Apakah yang ditemukan tersebut memang sebuah planet? Bagaimana mereka bisa yakin bahwa itu memang planet? Seperti apakah planet tersebut? Nah disinilah pekerjaan astronom yang sebenarnya dilakukan.

Fomalhaut adalah sebuah bintang deret utama, A3V, diperkirakan berukuran massa 2,3 kali ukuran massa Matahari, 1,7 kali diameter Matahari, 16 kali luminositas Matahari, lebih besar dan lebih panas dari Matahari, dengan umur sekitar 200-300 juta tahun, masih ada satu milyar tahun sebelum berubah menjadi raksasa merah atau variabel Cepheid dan akhirnya meniupkan semua lapisan luarnya dan meninggalkan inti dalam sebagai katai putih. Memang Fomalhaut itu tidaklah serupa dengan Matahari, tetapi, lebih baik kita kembali dulu pada tahun 1983, ketika sebuah satelit NASA, IRAS (Infra Red Astronomy Satellite) mengamati langit.

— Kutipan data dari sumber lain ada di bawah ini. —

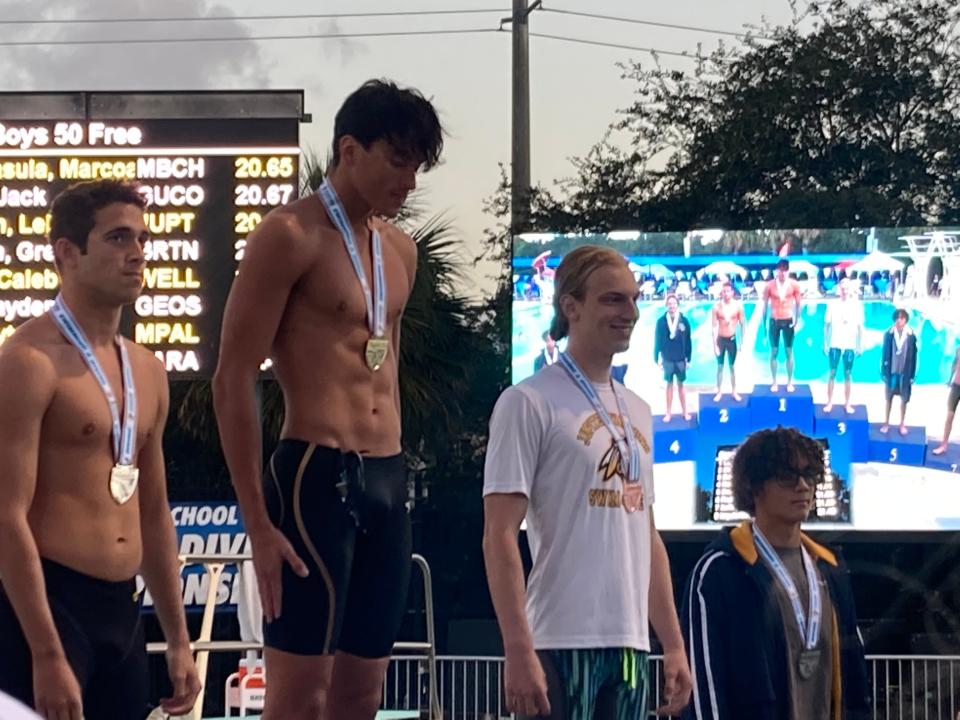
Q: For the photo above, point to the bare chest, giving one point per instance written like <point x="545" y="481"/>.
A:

Ketika mengamati, IRAS mendapatkan adanya radiasi merah-infra berlebih dari Fomalhaut, jauh lebih banyak dari yang diperkirakan dari bulir-bulir debu antar bintang yang seharusnya didapatkan dari bintang tipe awal yang muda. Radiasi tersebut berasal dari piringan materi besar berdiameter mencapai 370 AU (lebih dari lima kali ukuran Tata Surya kita) yang menyelubungi bintang tersebut. Piringan tersebut diperkirakan berasal dari partikel debu es yang mengalami pemanasan oleh bintang. Secara sederhana, jika Tata Surya kita pada keadaan awalnya diperkirakan seperti pada gambaran tersebut, maka ada kemungkinan ada planet di Fomalhaut, maka pencarian planet pun di mulai di Fomalhaut.

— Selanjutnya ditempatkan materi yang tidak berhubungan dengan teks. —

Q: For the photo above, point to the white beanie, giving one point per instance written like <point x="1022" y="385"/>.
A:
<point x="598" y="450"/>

Pada tahun 2005, peralatan coronograph pada Kamera Resolusi Tinggi di Sistem Survei Kamera Canggih Hubble memproduksi cittra-tampak yang jelas tentang adanya sabuk debu besar menyelubungi Fomalhaut. Jelas terlihat bahwa struktur Fomalhaut merupakan cincin debu sistem proto-planet yang mencapai 21,5 milyar mil sepanjang tepi dalam yang jelas.


Serpihan cincin pembentuk planet Fomahault. Kredit : Hubble
Menurut astronom yang mempergunakan Hubble, Paul Kalas (dari Universitas California, Berkeley), beserta tim-nya, cincin tersebut merupakan akibat modifikasi gravitasi dari suatu planet yang terletak antara bintang dan tepi dalam cincin tersebut. Maka proses kerja keras yang panjang untuk membuktikan keberadaan suatu planet tersebut dimulai.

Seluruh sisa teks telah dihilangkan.